As riot raged at Capitol, Trump tried to call senators to overturn election
(CNN) -- President Donald Trump and his attorney Rudy Giuliani both mistakenly made calls to Republican Sen. Mike Lee as deadly riots were unfolding at the US Capitol earlier this week, a spokesman for the senator confirmed to CNN -- calls that were intended for another GOP senator the White House was frantically trying to convince to delay the counting of Electoral College votes.
Lee's spokesman said the calls from Trump and his attorney were intended for Sen. Tommy Tuberville, a newly elected Republican from Alabama.
The effort by the White House to get Tuberville to delay certification of the votes provides insight into the President's thinking and priorities as a mob of his supporters lay siege to the iconic building. As the President worked to convince Tuberville to delay the process, he and other top White House officials did little to check in on Vice President Mike Pence while he and members of his family were inside the breached Capitol, a source close to the vice president told CNN.
Trump first called the personal cell phone of Lee, a Utah Republican, shortly after 2 p.m. ET. At that time the senators had been evacuated from the Senate floor and were in a temporary holding room, as a pro-Trump mob began breaching the Capitol.
Lee picked up the phone and Trump identified himself, and it became clear he was looking for Tuberville and had been given the wrong number. Lee, keeping the President on hold, went to find his colleague and handed Tuberville his phone, telling him the President was on the line and had been trying to reach him.
Tuberville spoke with Trump for less than 10 minutes, with the President trying to convince him to make additional objections to the Electoral College vote in a futile effort to block Congress' certification of President-elect Joe Biden's win, according to a source familiar with the call. The call was cut off because senators were asked to move to a secure location.
CNN has reached out to Tuberville's office for comment.
The second call to Lee came in at 7 p.m. ET from Giuliani. Lee did not answer the call so it went to voicemail. Lee's office confirmed to CNN that the voicemail was intended for Tuberville and the message left from Giuliani was very similar to one that another unnamed GOP senator received. The transcript of that call was published by the conservative outlet The Dispatch as well as the news blog emptywheel.

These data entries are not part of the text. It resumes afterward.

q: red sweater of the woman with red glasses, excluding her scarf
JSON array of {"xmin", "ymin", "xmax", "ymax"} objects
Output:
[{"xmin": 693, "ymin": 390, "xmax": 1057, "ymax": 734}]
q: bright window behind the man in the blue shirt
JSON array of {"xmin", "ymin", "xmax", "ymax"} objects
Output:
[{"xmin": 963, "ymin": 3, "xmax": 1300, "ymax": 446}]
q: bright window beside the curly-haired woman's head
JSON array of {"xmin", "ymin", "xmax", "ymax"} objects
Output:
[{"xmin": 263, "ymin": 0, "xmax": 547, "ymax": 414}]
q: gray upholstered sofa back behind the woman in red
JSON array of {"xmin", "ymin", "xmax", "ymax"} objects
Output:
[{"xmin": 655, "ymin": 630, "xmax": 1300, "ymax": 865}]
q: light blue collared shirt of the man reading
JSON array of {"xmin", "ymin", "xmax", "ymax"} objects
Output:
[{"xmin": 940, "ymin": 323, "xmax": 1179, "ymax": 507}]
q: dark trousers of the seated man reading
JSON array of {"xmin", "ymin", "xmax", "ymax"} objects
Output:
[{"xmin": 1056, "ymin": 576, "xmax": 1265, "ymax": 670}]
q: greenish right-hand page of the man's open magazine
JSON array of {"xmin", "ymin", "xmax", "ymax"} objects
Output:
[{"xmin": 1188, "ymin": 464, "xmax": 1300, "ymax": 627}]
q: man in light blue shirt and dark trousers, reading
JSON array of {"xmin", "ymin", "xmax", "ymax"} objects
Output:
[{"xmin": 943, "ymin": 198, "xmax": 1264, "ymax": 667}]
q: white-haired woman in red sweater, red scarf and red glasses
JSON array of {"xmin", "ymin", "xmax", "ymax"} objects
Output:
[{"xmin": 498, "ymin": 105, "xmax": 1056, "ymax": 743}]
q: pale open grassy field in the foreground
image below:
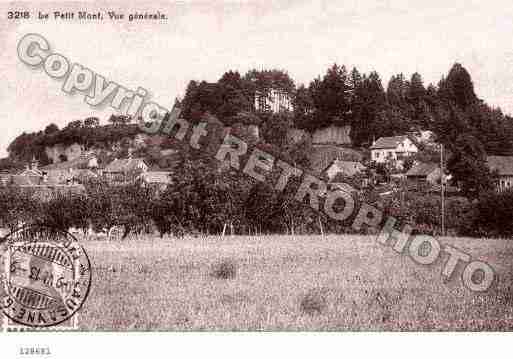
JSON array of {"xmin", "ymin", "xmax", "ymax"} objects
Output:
[{"xmin": 80, "ymin": 236, "xmax": 513, "ymax": 330}]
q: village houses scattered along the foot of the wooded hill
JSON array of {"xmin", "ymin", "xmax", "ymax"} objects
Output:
[{"xmin": 0, "ymin": 119, "xmax": 513, "ymax": 201}]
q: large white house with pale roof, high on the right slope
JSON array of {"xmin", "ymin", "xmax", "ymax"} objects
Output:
[{"xmin": 370, "ymin": 136, "xmax": 419, "ymax": 169}]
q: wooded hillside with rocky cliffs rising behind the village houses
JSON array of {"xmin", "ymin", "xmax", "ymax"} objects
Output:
[{"xmin": 4, "ymin": 64, "xmax": 513, "ymax": 178}]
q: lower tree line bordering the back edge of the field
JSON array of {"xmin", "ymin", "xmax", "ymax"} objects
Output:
[{"xmin": 0, "ymin": 150, "xmax": 513, "ymax": 238}]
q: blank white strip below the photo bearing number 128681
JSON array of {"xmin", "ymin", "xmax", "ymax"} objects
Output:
[{"xmin": 0, "ymin": 332, "xmax": 513, "ymax": 359}]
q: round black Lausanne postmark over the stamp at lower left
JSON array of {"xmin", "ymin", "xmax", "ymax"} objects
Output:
[{"xmin": 0, "ymin": 226, "xmax": 91, "ymax": 327}]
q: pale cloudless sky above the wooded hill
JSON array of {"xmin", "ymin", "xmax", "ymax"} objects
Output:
[{"xmin": 0, "ymin": 0, "xmax": 513, "ymax": 157}]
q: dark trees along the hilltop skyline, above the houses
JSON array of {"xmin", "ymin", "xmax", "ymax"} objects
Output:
[{"xmin": 4, "ymin": 64, "xmax": 513, "ymax": 198}]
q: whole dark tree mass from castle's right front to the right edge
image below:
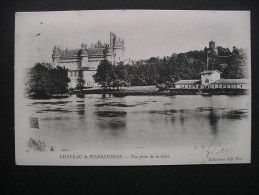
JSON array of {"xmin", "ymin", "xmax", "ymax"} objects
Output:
[{"xmin": 94, "ymin": 47, "xmax": 248, "ymax": 89}]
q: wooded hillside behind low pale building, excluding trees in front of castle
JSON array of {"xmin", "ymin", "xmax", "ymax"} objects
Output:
[{"xmin": 126, "ymin": 47, "xmax": 247, "ymax": 85}]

"Sen. Tuberville? Or I should say Coach Tuberville. This is Rudy Giuliani, the President's lawyer," he said according to to the transcript.
"I'm calling you because I want to discuss with you how they're trying to rush this hearing and how we need you, our Republican friends, to try to just slow it down so we can get these legislatures to get more information to you," Giuliani said, referring to unfounded claims of voter fraud in the presidential election.
"I know they're reconvening at 8 tonight, but it ... the only strategy we can follow is to object to numerous states and raise issues so that we get ourselves into tomorrow -- ideally until the end of tomorrow."
Tuberville was unaware that Giuliani had tried to reach him until it was publicly reported, according to the source.
Tuberville was likely seen by Trump and Giuliani as someone who could help further their cause on Wednesday, as he was among a group of six GOP senators who voted to sustain an objection raised against Arizona's electoral votes, which failed 93-6.
CNN reported on Wednesday that even after Congress was reconvening that night following the riot, Trump was still urging senators to push ahead with the protest on the certification of Biden as President, according to a source familiar with the discussions.
This story has been updated with additional developments Friday.